Les plantes « entendent »

Si les plantes sont dotées de la faculté d’entendre, faut-il leur parler ? Certains disent que les plantes poussent mieux quand on leur parle ou quand on leur fait écouter de la musique. Ces affirmations apparemment fantaisistes ne le sont pas tant que cela. Les animaux entendent les sons véhiculés par l’air. Ce sont des ondes sonores qui résonnent dans nos tympans.  Or les plantes n’ont pas d’oreilles. Comment donc peuvent-elles être capables d’entendre ? Elles utilisent un autre vecteur de son que l’air : la terre. Pour percevoir les sons, les plantes font exactement comme les indiens des westerns de notre enfance : elles écoutent les sons transmis par le sol. La terre est en effet un conducteur d’une telle qualité que les oreilles sont inutiles. Les vibrations sonores sont captées par une multitude de cellules de la plante dotées de canaux mécano-sensibles. Toutes les parties de la plante (dans l’air comme dans le sol) sont recouvertes de millions de minuscules oreilles. C’est ainsi que les racines sont guidées par ces sons imperceptibles sous la terre. Mais elles-mêmes produisent des sons à mesure qu’elles avancent. Des sortes de « clics » qui résultent de la rupture, au cours de leur croissance, des parois cellulaires en cellulose. Ces sons caractéristiques sont « entendus » par les autres parties de la plante et permettent d’organiser harmonieusement sa progression.
 

Quinze autres sens

Les plantes seraient donc dotées de nos cinq sens. Mais elles en possèdent aussi une quinzaine dont nous ne sommes pas dotés. Elles sont en mesure de déterminer le taux d’humidité d’un terrain et de localiser les sources d’eau afin d’y diriger leurs racines. Elles sont capables de percevoir la pesanteur et les champs électromagnétiques qui influencent leur croissance. Véritables laboratoires d’analyse, elles possèdent aussi la faculté de mesurer les gradients chimiques contenus dans l’air ou le sol.
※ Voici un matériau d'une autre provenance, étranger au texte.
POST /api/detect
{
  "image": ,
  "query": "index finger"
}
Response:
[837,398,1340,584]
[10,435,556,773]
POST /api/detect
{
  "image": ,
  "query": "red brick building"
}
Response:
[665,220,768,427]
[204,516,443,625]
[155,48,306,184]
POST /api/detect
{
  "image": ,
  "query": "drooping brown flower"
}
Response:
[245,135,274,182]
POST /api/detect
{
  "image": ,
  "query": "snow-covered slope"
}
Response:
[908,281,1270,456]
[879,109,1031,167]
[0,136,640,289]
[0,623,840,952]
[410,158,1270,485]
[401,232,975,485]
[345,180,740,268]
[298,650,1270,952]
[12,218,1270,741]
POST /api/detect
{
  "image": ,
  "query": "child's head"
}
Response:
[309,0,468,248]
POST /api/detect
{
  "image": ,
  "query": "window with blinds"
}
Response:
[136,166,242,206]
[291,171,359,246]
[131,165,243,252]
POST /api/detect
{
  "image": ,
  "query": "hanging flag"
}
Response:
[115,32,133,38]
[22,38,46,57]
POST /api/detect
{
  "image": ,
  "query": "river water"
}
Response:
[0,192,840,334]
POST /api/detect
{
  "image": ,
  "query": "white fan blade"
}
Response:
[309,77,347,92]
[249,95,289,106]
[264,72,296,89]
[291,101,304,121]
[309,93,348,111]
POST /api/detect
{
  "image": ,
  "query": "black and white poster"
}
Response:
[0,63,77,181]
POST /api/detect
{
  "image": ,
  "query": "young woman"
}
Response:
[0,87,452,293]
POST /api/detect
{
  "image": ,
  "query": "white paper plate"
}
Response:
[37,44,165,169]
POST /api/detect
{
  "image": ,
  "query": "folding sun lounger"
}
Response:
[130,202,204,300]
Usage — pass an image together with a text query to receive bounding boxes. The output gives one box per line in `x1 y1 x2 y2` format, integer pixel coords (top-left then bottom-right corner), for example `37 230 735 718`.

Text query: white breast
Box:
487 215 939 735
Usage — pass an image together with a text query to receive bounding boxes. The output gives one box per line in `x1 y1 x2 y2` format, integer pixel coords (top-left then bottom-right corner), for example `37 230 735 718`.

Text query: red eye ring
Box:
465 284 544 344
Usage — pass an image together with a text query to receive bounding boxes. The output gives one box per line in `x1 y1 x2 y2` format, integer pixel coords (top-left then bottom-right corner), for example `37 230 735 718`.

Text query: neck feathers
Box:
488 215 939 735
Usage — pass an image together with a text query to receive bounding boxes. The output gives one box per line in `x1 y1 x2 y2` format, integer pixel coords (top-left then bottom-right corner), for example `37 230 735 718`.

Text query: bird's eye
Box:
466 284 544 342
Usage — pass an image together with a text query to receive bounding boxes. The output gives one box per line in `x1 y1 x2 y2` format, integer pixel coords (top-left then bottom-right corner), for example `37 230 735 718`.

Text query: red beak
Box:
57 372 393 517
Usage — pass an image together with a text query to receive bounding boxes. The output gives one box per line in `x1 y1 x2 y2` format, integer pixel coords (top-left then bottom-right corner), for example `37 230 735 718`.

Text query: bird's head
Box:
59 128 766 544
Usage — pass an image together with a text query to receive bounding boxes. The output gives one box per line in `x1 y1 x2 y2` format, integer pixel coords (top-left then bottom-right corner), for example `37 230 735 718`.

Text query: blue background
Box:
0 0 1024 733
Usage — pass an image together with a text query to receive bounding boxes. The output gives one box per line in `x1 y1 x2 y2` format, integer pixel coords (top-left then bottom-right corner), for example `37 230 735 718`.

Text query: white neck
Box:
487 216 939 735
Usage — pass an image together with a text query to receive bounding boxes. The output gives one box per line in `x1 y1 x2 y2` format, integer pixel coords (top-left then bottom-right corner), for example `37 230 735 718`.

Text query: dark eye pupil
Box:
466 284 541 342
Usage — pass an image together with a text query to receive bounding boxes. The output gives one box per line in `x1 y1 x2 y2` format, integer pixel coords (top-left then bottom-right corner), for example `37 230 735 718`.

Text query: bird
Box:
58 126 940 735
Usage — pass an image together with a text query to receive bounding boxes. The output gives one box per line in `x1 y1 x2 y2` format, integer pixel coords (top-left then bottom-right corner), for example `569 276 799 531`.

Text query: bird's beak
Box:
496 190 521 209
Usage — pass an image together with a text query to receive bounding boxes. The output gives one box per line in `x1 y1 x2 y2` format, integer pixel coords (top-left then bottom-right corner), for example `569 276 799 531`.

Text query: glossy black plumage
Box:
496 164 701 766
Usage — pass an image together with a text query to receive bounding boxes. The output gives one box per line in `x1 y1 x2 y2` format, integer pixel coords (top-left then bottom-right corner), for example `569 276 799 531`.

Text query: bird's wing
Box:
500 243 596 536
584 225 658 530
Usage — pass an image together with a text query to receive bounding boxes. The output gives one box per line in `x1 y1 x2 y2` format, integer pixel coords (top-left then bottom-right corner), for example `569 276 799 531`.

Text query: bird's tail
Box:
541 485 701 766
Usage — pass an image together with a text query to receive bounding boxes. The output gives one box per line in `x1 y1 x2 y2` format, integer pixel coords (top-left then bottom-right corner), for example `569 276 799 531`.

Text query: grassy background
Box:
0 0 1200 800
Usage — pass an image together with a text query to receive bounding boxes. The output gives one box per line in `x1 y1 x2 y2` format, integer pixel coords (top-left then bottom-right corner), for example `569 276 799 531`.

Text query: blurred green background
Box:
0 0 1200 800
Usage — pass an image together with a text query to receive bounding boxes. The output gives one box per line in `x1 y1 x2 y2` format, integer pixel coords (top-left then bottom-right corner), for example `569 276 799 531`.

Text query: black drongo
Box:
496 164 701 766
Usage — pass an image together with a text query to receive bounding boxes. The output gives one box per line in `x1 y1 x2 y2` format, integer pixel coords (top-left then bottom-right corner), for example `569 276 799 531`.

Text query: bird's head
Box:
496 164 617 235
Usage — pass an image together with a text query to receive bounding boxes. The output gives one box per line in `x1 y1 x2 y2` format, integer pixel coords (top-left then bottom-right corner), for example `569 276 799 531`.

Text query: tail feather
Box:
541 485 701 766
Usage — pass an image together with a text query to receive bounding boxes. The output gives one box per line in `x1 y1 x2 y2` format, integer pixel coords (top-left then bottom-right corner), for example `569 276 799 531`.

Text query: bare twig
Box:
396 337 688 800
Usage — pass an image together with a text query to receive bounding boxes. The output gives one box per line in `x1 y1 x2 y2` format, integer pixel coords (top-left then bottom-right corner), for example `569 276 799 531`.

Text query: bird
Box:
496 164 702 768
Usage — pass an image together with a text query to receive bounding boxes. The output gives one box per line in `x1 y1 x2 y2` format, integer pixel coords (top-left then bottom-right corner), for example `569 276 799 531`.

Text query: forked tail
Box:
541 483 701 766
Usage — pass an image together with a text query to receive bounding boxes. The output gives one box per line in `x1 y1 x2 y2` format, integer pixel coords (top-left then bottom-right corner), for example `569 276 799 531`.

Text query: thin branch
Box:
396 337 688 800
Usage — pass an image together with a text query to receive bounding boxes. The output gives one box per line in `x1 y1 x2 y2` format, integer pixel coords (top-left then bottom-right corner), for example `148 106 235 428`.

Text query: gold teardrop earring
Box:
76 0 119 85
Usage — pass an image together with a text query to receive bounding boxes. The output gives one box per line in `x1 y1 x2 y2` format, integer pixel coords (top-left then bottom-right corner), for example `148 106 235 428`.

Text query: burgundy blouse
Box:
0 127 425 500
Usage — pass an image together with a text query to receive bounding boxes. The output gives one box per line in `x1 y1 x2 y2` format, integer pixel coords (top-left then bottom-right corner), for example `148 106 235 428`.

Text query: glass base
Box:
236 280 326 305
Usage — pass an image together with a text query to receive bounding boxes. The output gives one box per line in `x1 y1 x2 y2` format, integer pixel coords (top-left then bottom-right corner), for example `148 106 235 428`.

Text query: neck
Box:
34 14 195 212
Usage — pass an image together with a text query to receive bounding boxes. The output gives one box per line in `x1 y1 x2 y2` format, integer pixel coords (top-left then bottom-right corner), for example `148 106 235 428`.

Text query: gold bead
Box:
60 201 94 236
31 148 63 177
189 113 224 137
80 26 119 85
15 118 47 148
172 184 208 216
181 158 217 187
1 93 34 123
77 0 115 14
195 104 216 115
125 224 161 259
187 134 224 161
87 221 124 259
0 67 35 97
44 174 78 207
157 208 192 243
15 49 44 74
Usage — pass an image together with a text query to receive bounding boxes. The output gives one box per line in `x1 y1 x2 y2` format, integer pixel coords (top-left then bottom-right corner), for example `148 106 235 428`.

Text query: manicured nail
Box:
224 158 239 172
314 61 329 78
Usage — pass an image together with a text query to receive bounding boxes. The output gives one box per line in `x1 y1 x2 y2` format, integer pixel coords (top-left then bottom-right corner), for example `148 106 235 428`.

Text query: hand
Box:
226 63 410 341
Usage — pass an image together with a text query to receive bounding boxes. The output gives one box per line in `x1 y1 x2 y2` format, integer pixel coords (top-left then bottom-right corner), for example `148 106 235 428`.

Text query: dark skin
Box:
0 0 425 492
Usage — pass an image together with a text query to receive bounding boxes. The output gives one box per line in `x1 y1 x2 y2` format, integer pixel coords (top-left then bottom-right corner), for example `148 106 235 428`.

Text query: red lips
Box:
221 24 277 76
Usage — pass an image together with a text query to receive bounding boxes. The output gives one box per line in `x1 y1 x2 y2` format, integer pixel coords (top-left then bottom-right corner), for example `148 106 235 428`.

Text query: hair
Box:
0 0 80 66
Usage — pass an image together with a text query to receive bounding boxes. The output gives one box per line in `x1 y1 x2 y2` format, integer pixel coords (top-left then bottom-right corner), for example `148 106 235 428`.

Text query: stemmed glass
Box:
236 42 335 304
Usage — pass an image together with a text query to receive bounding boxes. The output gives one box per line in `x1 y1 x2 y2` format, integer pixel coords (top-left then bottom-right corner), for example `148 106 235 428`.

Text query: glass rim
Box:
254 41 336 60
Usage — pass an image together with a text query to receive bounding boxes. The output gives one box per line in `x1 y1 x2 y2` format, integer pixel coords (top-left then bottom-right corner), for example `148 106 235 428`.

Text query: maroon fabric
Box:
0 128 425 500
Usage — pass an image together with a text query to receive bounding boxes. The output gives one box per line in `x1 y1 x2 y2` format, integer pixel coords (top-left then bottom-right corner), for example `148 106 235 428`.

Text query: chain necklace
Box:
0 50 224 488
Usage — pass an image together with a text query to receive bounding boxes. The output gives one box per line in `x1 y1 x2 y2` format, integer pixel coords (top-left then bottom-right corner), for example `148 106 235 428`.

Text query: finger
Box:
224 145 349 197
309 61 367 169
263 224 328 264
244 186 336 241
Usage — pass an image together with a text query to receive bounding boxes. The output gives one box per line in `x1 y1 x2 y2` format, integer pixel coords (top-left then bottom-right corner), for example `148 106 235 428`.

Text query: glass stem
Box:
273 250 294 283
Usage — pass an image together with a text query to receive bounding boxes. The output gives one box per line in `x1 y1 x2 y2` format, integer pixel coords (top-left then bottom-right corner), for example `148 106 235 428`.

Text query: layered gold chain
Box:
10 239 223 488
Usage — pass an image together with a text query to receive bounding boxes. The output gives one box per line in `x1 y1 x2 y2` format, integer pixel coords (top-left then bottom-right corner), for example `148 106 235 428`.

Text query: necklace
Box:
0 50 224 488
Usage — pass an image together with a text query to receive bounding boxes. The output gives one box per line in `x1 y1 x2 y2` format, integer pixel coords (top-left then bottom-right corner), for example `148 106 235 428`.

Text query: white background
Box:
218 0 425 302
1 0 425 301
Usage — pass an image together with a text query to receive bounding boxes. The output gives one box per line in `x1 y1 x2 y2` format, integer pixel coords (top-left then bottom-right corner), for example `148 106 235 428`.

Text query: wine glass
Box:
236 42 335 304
Elles peuvent enfin détecter les composés chimiques dangereux de manière à s’en éloigner le plus possible.
 

Les plantes communiquent

Dotée de tous ces sens, la plante est en mesure de communiquer. Communication interne comme externe, la plante passe sa vie à communiquer.
Capable de mesurer des dizaines de paramètres différents et de traiter des quantités considérables de données, la plante s’oriente dans son environnement. Fait-il trop chaud, manque-t-elle d’eau, en a-t-elle trop ? La plante ajuste grâce à ces capteurs sensoriels son organisme. Pour transporter les informations, la plante n’a pas de nerfs comme un animal. Elle ne peut donc émettre des signaux électriques. En revanche, elle utilise un système vasculaire sophistiqué qui lui permet d’envoyer des signaux hydrauliques et chimiques. Les racines d’un chêne sentent-elles qu’il n’y a plus d’eau disponible dans le sol ? Elles enverront donc vers les feuilles des signaux alertant du danger afin que celles-ci régulent leur consommation.
Les plantes communiquent aussi avec les autres. Que ce soit par communication gestuelle, chimique, olfactive, les plantes savent communiquer entre elles. Stefano Mancuso note comment les pins évitent que leurs extrémités se touchent pour ne pas se gêner dans leur croissance vers la lumière. Politesse végétale ? Il explique comment les plantes reconnaissent leurs parentes et protègent leurs rejetons. Qu’elles sont capables d’égoïsme mais aussi d’altruisme, qu’elles savent nouer des relations avec d’autres êtres vivants, bactéries ou insectes, pour se développer. La communication des plantes prend toute son ampleur dans les mécanismes de reproduction : l’utilisation d’insectes ou de petits animaux pollinisateurs en étant l’expression la plus connue.
 

Peut-on parler d’« intelligence végétale » ?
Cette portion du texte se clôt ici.